Ammatoa: Local Wisdom from the Forest Conservation

Ali Jafar | CRCS | Wednesday Forum

AmmatoaMany of us know Ammatoans from general perspectives about them. Their traditional ways of life are fascinating. Indeed, if we watch TV programs about ethnicity or similar topic, Ammatoans are usually portrayed as a small community group who “still” believe in “animism” and hold rituals for forest conservation. In some religious programs on Indonesian television, Ammatoans are shown as Muslim who practice “syncretism” because they give offerings to the forest, mountains and lands. Indonesians have a lot of stereotypes about Ammatoans, but who they really are without judgmen? Concerning with these stereotypes of Ammatoans,   On Wednesday 16th September, Wednesday Forum of CRCS/ICRS presented Dr Samsul Maarif who had concerned his deep research in Ammatoans and said in otherwise fact.

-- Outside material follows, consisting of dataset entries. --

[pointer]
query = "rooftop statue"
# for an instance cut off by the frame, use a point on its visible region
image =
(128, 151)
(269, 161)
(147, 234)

Ma’arif has conducted his research about Ammatoans society for his dissertation. He lived with Ammatoans and discovered local wisdom of the Ammatoan in the forest conservation. Ma’arif explained that Ammatoans are a small community, no more than five thousand, who conserve the forest as religious practice. Their conservation was based on their belief that the relation between human being and the forest is inter-subjective relation. Ammatoans see that forest as subject like human.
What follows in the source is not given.